59. -Compensation.-Where defendant purchased two carloads of potatoes from plaintiffs, and accepted and took possession of one of the carloads, and his mistake in paying the draft for the price of the other carload was not attributable

to plaintiffs, plaintiffs could not be deprived of compensation for the potatoes received because of the mistake.-Rooney v. McLeod, Mass., 137 N. E. 266.

60. Delivery.-Evidence that seller understood buyer selected August 30th as delivery date merely to postpone delivery to latest date agreeable to seller, but that buyer wanted delivery then, because later shipment would defeat his best selling period, held to show time of delivery was of the essence.-Dayvault & Newsome v. Townsend, Tex., 244 S. W. 1108.

61. Searches and Seizures-Evidence.-On the trial of a criminal case in the courts of this state (state courts), relevant incriminatory evidence, obtained by an unlawful search and seizure, is not inadmissible as contravening the Fourth and Fifth Amendments to the Constitution of the United States. Nor is the admission of such evidence violative of the due process clause of the Fourteenth Amendment to the Constitution of the United States. Nor does the admission of such evidence violate paragraph 16 of section 1 of article 1 or paragraph 6 of section 1 of article 1 of the Constitution of this state. Johnson v. State, 152 Ga. 271, 109 S. E. 662, 19 A. L. R. 641, and authorities cited. Under this ruling the admission of evidence as complained of in the instant case was not error.-Griggs v. State, Ga., 114 S. E. 582. 62. Taxation-Par Value.-Under Corporation Act, 105, requiring corporations to pay franchise tax of 5 cents on each $100 of the portion of its capital stock authorized by its charter represented by business and property in the state, did not apply so as to require a corporation taxable thereunder and which had increased its capital stock by additional issue of shares of no par value, to be fully paid up at $5 for each share, to pay 5 cents on each share of such stock of no par value; the provisions of sections 96, 101, 107, as to franchise taxes specifically providing that, if a corporation of the classes therein mentioned had capital stock of no par value, its shares, for purpose of fixing the fee, should be considered as of the par value of $100 each, must be deemed purposely omitted from section 105.-People v. Emmerson, Ill., 137 N. E. 202.

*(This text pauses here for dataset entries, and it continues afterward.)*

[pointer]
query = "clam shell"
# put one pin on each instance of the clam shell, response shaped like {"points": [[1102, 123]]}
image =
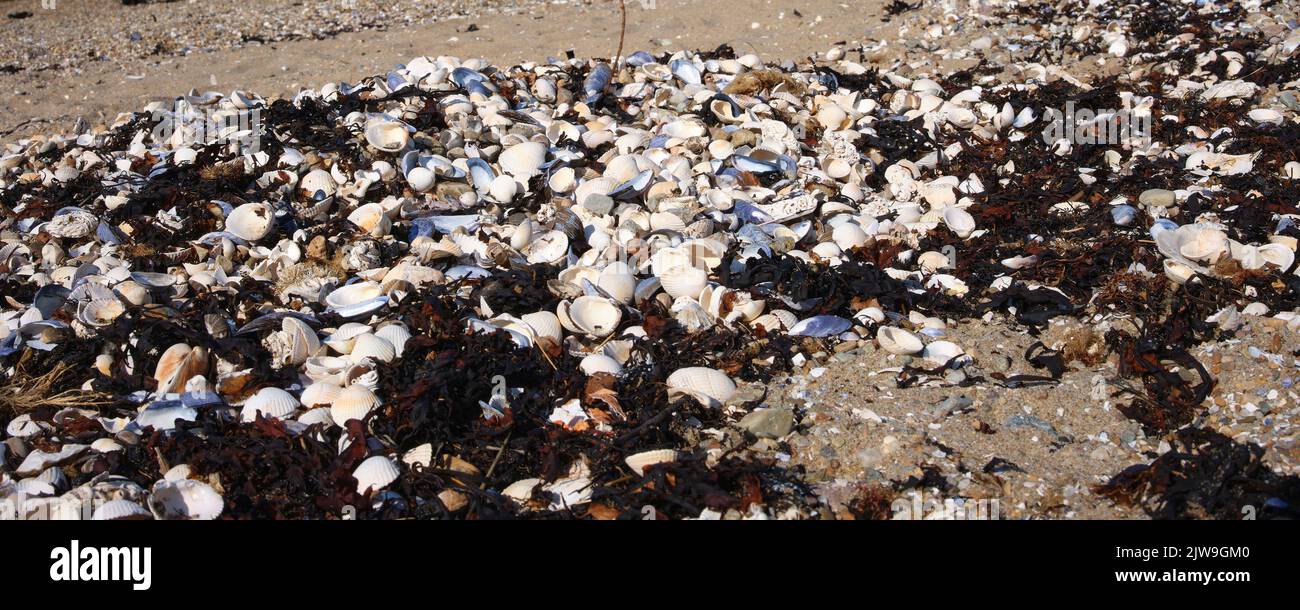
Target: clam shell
{"points": [[185, 500], [638, 462], [368, 345], [710, 386], [250, 221], [684, 281], [376, 474], [177, 366], [594, 316], [121, 510], [599, 363], [320, 394], [271, 402], [354, 402], [898, 341]]}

63. Trusts-Fraud. If a wife having made up her mind to abandon her husband, who had no knowledge thereof, or of her love affair with another, induced him to convey his property to her by an oral agreement, without intention to comply therewith, to hold the property in trust for him as his separate property, or in trust for the community. her fraud created a trust ex maleficio in husband's favor, enabling equity to award him a reconveyance.-Johnson v. Johnson, Wash., 210 Pac.

382.

64. Waters and Water Courses-Riparian Rights. -A small stream well sunk and permanent held a water course giving rise to riparian_rights, though it had at one time been ditched.-Pippen v. Carpenter, Ala., 93 So. 878.

65. WIIIS-Undue Influence.-Where one is instrumental in procuring a will to be made, a presumption of undue influence is created, which must be rebutted by proof that he did not abuse or destroy the confidence reposed in him, and that the execution of the will was the free and voluntary act of the testator.-Carroll v. Eckley, Ill., 137 N. E. 195.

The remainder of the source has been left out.